I Took A Ferry to New Jersey

Notes After My First Leisurely Day Trip During The COVID19 Pandemic

When the COVID-19 Pandemic began raging in New York City, I hunkered down. For 53 days (March 22-May 14), I did not venture more than 100 feet from home and mostly stayed inside. It was mentally and emotionally draining, but I found ways to cope; one of which is thinking about the fun things I’d get to do in the summer when this was over.

Every summer, I have sort of a New York City To-Do List; some of my favorite things to do in the city during the summer months. Most involve being on a boat; a tour cruise around Manhattan Island, a dinner cruise, ferry hopping. It’s nice to be outside in the summer, its even better to be on the water.

Last summer, my mother and I were waiting for a ferry to Rockaway, Queens from Wall Street and across the dock, we saw a Seastreak ferry boarding for New Jersey. The Seastreak ferries are much larger, more luxurious commuter ferries that take commuters from the suburban towns along Raritan Bay near Sandy Hook to Manhattan. They also run summer weekend ferries to Martha’s Vineyard from Midtown Manhattan.
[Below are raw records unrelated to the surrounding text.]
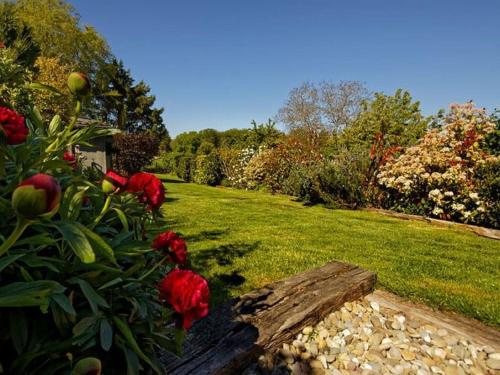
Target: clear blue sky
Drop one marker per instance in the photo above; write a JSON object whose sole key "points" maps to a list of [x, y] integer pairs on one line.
{"points": [[220, 64]]}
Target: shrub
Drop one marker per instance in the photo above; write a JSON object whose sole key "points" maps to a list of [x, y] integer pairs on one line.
{"points": [[342, 180], [184, 167], [302, 183], [443, 176], [134, 151], [207, 169], [80, 286]]}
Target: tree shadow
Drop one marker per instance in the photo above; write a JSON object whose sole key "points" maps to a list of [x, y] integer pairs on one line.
{"points": [[171, 181], [222, 283], [222, 255], [206, 235], [170, 199]]}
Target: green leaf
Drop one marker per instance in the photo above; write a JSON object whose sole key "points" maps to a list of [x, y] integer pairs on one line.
{"points": [[42, 239], [123, 218], [42, 87], [7, 260], [84, 331], [75, 204], [36, 118], [133, 364], [95, 300], [106, 335], [111, 283], [98, 244], [55, 125], [32, 293], [18, 326], [125, 330], [78, 242], [64, 303], [35, 261]]}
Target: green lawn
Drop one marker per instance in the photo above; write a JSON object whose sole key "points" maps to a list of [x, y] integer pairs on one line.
{"points": [[241, 240]]}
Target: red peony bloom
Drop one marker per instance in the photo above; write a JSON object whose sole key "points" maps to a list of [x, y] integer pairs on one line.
{"points": [[70, 159], [173, 245], [151, 190], [113, 183], [38, 195], [12, 126], [188, 294]]}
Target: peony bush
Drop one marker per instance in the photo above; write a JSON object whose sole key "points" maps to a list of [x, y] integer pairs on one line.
{"points": [[84, 287], [444, 175]]}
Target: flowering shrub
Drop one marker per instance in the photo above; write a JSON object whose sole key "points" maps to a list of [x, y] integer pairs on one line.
{"points": [[81, 290], [134, 151], [442, 175], [207, 169]]}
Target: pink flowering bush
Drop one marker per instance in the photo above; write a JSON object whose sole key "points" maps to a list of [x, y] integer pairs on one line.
{"points": [[443, 176], [84, 288]]}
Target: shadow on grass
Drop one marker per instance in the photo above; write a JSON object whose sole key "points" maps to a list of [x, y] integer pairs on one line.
{"points": [[221, 284], [206, 235], [170, 199], [171, 180]]}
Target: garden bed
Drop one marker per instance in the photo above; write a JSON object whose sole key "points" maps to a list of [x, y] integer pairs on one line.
{"points": [[480, 231], [234, 335]]}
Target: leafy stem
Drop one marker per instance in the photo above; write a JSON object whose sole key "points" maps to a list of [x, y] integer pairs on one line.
{"points": [[21, 226], [104, 210]]}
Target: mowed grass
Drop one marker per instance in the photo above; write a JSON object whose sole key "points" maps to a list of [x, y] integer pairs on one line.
{"points": [[241, 240]]}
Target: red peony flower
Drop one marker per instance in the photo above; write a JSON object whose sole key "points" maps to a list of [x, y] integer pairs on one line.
{"points": [[70, 159], [173, 245], [38, 195], [113, 183], [151, 190], [188, 294], [12, 126]]}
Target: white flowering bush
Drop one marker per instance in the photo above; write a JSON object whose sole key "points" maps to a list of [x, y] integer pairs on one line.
{"points": [[442, 176]]}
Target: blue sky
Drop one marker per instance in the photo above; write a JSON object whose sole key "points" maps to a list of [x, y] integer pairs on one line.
{"points": [[220, 64]]}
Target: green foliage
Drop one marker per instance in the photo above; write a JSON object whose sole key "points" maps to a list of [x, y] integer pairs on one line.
{"points": [[207, 169], [16, 35], [13, 82], [396, 118], [342, 181], [262, 238], [134, 151], [58, 33], [125, 103], [185, 166], [80, 284]]}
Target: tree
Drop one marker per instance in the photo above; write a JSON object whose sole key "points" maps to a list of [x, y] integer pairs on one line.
{"points": [[55, 27], [325, 107], [16, 35], [50, 71], [130, 106], [396, 119], [341, 103], [264, 134]]}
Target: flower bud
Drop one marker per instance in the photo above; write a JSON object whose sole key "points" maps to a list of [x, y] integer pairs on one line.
{"points": [[12, 126], [38, 195], [113, 183], [87, 366], [79, 84]]}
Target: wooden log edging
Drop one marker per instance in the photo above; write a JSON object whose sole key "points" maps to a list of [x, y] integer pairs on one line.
{"points": [[233, 336], [480, 231]]}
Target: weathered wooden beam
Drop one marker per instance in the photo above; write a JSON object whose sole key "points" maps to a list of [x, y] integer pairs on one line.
{"points": [[234, 335]]}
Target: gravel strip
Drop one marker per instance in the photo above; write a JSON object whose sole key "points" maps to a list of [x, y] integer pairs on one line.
{"points": [[363, 338]]}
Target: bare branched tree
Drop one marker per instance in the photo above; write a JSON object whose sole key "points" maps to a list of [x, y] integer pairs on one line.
{"points": [[341, 103], [325, 107]]}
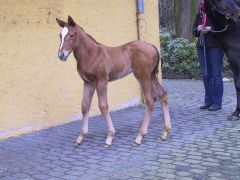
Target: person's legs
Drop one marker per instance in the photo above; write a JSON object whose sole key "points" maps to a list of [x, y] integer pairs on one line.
{"points": [[216, 60], [206, 74]]}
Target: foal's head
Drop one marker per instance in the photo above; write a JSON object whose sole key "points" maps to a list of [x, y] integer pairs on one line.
{"points": [[227, 8], [68, 38]]}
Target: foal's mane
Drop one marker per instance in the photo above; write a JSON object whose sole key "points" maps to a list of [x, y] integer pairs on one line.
{"points": [[94, 40]]}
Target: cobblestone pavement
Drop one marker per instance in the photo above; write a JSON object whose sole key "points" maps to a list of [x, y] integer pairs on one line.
{"points": [[201, 145]]}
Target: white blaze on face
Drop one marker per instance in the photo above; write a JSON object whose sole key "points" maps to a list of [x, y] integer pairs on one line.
{"points": [[63, 34]]}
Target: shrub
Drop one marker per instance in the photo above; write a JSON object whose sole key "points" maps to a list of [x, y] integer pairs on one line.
{"points": [[180, 57]]}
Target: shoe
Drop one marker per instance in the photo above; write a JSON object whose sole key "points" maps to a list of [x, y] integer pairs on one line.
{"points": [[214, 108], [205, 106]]}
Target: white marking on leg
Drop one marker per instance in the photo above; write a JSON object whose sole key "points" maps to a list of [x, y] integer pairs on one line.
{"points": [[63, 33]]}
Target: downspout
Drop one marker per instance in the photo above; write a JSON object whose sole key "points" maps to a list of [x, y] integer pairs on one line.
{"points": [[141, 20], [141, 27]]}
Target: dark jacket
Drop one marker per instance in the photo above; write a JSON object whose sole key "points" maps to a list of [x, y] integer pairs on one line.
{"points": [[210, 38]]}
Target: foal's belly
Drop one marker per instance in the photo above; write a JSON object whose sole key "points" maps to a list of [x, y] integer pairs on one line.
{"points": [[118, 75]]}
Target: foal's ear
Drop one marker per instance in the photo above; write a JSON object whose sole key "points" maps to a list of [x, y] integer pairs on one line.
{"points": [[71, 22], [61, 23]]}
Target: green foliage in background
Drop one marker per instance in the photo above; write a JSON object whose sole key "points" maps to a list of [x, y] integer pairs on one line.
{"points": [[180, 57]]}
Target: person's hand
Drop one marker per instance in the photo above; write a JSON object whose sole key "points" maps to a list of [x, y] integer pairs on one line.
{"points": [[206, 29], [200, 28]]}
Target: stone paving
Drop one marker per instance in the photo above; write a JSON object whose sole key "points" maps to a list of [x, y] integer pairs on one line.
{"points": [[201, 145]]}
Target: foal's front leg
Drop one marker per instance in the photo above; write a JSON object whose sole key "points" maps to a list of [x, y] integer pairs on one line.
{"points": [[88, 91], [103, 106]]}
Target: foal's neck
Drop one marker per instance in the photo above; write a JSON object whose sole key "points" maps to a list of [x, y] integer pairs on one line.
{"points": [[85, 44]]}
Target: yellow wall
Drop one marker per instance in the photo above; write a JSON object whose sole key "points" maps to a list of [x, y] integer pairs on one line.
{"points": [[36, 89]]}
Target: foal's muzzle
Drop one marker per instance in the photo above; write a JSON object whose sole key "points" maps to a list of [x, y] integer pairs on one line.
{"points": [[63, 55]]}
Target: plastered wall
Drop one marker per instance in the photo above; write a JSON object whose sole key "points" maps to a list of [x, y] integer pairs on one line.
{"points": [[39, 91]]}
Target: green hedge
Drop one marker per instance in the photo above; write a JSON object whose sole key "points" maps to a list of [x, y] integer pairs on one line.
{"points": [[180, 57]]}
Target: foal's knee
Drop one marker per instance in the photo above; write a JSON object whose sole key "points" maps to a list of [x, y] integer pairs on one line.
{"points": [[164, 97], [103, 107], [150, 103]]}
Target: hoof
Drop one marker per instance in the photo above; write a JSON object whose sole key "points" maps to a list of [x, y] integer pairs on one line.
{"points": [[233, 118], [163, 138], [79, 140], [77, 144], [107, 145], [135, 143]]}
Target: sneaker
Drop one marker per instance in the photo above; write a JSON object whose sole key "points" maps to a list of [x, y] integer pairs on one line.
{"points": [[214, 108]]}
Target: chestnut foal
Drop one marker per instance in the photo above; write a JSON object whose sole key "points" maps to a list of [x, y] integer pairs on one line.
{"points": [[98, 64]]}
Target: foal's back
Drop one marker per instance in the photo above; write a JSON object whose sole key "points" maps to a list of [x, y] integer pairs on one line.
{"points": [[136, 56]]}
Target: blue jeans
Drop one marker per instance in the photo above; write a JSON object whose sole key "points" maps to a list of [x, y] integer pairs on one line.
{"points": [[211, 70]]}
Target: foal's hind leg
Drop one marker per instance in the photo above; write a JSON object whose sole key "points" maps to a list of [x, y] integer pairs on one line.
{"points": [[88, 91], [161, 95], [103, 106], [147, 92]]}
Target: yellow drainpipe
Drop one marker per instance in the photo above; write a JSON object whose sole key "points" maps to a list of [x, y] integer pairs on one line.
{"points": [[141, 25], [141, 20]]}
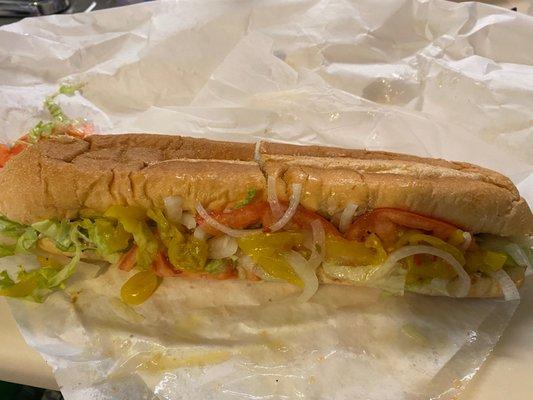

My mother wanted to take the ferry to wherever it lands in New Jersey and do some exploring, so we did. Mom and I went on the first cool, cloudy day in late August to Highland, New Jersey and got off, with no plans on where to go. We walked around, found a nice little restaurant called the Inlet Cafe, had lunch and some drinks, walked back to the ferry and went home, vowing to do it again next summer on a nicer day.

Then a pandemic happened.

While under lockdown, Mom and I kept telling ourselves that when summer came and it was over, we’d do our ferry rides and our day trips on my days off. But as lockdown dragged into May and early June, it became clear that maybe, we might not get to do our fun summer day trips after all. It was disappointing, but not earth-shattering for her, but for me, it left me extremely depressed.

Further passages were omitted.